In reply to Stephen Barrett, 11 months ago

Stephen Barrett wrote:

If aspects such as intensity and the particular shade or hue can move "red" from worst to best, how can the graph be used? My interpretation of the graph is that the average resolution decreases from approx 1800 LP/picture height at f/3 to about 1350 at f/11 and that there are colour/ intensity / hue / tint variations of approximately +/- 200. Would that be a fair interpretation if you were taking a picture of, say, a red flower and could not assess what kind of red it was?

Hi Stephen, in relation to colour resolution/intensity/contrast, some tests I did a while back
using Jimmy's coloured Es chart with different coloured backgrounds might be of interest: http://www.dpreview.com/forums/post/51413807 .

I prepared a table comparing my resolution results with the visual contrast ratio of coloured text on a coloured background according to international standards for webpages. As shown in that table, in most cases, a high contrast ratio corresponded with a high resolution of the Es.

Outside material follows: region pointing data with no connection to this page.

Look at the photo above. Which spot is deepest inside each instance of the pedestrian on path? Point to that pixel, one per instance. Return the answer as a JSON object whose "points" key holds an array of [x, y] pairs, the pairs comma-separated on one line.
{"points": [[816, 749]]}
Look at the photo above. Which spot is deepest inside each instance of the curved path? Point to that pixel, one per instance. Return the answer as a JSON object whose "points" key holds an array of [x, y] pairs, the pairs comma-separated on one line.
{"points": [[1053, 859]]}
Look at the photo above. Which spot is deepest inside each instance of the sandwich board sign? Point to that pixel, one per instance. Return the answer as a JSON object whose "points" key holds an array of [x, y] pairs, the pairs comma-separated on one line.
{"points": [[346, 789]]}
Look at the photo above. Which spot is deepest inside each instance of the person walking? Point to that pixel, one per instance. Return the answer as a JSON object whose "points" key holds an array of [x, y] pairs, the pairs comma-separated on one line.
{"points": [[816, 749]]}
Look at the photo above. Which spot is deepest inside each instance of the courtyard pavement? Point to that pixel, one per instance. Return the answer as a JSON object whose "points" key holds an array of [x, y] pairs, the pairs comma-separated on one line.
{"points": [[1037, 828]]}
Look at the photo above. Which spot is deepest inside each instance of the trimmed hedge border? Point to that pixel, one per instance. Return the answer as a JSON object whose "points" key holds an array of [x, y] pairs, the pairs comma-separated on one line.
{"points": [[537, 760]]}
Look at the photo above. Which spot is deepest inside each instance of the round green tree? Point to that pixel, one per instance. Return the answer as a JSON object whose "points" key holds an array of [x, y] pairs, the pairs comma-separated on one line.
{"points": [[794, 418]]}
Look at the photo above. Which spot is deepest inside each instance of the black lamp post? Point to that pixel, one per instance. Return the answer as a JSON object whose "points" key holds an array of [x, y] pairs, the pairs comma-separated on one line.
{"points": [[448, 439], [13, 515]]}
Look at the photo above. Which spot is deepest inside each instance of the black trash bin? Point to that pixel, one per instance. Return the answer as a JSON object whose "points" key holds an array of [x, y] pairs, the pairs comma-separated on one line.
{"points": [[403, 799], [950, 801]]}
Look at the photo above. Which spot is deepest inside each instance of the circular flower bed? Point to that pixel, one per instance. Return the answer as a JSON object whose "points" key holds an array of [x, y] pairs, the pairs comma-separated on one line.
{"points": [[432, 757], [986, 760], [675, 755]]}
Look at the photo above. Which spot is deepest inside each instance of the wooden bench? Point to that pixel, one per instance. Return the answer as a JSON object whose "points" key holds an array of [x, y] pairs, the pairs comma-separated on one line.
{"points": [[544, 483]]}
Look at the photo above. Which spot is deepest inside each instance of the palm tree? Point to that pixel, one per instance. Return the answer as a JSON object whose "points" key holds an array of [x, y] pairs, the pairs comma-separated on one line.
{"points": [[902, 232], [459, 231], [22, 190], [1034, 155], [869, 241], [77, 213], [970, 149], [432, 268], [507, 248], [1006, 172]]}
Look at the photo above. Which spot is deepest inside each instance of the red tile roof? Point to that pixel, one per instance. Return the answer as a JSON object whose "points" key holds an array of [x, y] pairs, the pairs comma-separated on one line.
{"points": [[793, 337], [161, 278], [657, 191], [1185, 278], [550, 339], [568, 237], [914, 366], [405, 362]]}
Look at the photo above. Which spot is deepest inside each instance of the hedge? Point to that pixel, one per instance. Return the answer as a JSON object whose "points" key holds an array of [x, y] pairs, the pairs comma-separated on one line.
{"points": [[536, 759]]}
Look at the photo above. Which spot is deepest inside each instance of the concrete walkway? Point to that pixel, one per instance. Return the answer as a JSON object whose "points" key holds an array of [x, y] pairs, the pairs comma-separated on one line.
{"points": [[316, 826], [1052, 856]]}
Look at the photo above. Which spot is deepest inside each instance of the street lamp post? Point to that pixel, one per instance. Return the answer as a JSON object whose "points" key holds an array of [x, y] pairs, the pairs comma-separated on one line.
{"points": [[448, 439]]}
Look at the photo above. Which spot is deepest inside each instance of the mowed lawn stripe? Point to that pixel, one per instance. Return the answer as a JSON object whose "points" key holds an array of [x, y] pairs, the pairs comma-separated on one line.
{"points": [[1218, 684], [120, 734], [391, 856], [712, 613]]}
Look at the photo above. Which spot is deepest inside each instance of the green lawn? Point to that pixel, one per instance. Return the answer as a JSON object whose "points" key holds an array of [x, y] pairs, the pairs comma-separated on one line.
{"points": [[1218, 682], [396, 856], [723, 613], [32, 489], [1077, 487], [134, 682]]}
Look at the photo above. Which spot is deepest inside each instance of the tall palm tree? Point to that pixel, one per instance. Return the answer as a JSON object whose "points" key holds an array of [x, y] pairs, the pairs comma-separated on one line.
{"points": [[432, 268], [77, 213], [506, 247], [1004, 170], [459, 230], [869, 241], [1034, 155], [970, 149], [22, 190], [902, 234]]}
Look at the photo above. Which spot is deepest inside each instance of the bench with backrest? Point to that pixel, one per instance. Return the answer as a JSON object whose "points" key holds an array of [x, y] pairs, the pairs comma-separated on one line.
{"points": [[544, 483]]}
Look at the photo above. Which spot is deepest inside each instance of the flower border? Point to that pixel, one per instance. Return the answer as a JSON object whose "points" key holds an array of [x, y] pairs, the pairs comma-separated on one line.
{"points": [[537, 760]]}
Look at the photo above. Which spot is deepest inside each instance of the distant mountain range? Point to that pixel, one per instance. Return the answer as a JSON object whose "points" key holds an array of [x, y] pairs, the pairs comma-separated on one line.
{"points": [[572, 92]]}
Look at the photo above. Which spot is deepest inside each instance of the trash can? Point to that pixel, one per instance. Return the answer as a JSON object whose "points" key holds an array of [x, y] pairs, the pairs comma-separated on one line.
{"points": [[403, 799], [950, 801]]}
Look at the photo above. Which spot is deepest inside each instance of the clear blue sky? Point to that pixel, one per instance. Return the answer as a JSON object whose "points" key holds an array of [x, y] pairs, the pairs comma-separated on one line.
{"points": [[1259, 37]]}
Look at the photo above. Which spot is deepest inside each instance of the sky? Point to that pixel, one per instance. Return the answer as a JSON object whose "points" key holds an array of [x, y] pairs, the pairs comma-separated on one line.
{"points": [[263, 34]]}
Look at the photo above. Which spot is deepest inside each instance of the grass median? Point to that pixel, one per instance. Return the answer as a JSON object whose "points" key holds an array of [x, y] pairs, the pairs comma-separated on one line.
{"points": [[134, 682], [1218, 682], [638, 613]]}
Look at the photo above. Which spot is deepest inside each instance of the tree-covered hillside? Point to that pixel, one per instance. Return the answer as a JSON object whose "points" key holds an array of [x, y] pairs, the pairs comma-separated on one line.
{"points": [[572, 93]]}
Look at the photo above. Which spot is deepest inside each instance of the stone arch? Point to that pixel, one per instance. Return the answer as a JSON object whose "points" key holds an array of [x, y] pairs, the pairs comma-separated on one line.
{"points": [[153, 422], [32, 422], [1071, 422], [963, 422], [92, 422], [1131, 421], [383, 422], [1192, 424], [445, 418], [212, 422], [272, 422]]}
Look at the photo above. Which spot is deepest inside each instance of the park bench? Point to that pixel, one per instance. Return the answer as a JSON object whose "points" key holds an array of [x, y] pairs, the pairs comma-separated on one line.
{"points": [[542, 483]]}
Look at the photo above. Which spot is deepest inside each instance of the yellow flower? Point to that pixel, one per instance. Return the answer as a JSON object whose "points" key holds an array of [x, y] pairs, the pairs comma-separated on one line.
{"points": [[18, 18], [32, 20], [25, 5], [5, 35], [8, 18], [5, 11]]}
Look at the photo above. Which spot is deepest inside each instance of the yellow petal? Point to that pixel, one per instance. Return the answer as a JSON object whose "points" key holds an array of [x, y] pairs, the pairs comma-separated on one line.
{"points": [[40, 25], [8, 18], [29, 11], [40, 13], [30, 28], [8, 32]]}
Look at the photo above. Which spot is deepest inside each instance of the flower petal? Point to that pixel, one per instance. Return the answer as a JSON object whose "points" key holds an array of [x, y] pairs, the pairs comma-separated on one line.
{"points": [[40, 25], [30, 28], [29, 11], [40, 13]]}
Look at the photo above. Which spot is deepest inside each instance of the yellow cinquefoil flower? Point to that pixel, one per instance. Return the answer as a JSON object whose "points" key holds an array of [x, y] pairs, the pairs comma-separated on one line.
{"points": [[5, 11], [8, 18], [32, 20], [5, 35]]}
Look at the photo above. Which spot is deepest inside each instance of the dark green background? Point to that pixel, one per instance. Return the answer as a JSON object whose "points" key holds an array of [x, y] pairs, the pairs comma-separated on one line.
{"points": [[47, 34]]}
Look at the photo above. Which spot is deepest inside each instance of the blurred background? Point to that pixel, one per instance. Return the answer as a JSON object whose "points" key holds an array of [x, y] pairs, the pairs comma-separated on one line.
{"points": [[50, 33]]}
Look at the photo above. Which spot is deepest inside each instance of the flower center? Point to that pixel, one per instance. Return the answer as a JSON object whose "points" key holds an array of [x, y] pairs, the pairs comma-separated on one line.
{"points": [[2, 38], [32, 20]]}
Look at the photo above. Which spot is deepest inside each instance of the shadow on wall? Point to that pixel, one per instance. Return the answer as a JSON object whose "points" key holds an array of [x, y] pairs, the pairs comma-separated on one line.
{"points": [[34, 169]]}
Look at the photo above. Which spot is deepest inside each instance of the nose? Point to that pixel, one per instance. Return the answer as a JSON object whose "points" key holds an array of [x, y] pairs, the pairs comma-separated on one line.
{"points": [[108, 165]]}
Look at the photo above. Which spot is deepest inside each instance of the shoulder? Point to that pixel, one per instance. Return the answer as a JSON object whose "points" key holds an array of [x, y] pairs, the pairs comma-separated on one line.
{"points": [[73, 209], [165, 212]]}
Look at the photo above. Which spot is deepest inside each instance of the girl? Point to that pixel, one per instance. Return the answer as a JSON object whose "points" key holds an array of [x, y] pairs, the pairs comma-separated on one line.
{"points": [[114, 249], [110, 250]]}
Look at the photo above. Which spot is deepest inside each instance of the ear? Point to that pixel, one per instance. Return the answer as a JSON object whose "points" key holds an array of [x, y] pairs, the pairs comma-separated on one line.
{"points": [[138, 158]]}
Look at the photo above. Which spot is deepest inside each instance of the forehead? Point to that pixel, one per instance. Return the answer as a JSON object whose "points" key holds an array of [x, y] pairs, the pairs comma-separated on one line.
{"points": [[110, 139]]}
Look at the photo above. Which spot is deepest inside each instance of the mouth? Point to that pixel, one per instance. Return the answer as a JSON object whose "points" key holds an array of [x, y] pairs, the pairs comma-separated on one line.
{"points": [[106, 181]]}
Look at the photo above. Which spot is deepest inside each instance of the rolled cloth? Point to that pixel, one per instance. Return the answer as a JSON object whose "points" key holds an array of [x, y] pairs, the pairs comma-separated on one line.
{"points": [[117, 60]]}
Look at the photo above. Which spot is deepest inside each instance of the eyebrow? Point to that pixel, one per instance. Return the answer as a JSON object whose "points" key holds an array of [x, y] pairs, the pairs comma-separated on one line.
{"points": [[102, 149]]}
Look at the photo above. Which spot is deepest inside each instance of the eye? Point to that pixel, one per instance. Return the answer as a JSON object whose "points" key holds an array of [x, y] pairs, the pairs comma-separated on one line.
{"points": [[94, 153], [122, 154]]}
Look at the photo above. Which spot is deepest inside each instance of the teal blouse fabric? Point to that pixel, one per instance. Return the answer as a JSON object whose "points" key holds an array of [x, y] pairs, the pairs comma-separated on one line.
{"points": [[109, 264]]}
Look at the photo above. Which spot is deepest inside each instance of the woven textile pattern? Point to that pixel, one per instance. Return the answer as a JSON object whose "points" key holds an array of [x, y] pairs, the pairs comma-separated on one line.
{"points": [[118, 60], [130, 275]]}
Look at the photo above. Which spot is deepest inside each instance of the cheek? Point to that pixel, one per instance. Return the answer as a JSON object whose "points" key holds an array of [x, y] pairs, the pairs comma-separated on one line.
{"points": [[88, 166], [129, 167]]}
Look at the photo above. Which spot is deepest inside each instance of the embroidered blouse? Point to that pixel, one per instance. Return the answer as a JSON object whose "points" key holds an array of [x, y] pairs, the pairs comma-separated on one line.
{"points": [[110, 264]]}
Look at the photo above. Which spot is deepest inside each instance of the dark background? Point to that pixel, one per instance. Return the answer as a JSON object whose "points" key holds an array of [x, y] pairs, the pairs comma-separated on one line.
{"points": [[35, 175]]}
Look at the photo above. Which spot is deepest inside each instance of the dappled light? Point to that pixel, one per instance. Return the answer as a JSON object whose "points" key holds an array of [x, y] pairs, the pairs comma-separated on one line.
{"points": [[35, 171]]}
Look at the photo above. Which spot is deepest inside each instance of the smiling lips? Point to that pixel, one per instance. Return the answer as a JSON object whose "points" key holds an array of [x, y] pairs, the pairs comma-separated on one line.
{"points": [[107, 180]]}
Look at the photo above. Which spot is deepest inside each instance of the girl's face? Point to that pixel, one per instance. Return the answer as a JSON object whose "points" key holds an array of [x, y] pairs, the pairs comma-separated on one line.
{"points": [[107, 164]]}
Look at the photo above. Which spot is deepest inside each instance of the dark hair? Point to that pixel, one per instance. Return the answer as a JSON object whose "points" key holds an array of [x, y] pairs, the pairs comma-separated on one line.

However, there were cases where the ratio didn't successfully predict the outcome for resolution.

From the results I prepared a listing of colour combination that gave very good resoluton and those which gave poor resolution, as copied below:

Combinations giving very good resolution:

Red on cyan, or white, or yellow, or pale grey

Green on dark blue Blue on cyan, or white Magenta on white, or pale grey, or yellow

Cyan on dark blue, or black, or dark grey

Yellow on dark blue, or black, or dark grey

Black on white, or green, or pale blue, or pale grey, or cyan.

Combinations giving poor resolution:

Red on dark blue, or magenta, or mid grey

Blue on black, or dark grey

Green on pale blue, or cyan

Magenta on red, or mid grey

Cyan on pale blue, or green Yellow on pale grey, or white

Black on dark blue.

I suggested that optical crosstalk on the Bayer matrix might possibly be implicated in the cases of low resolution.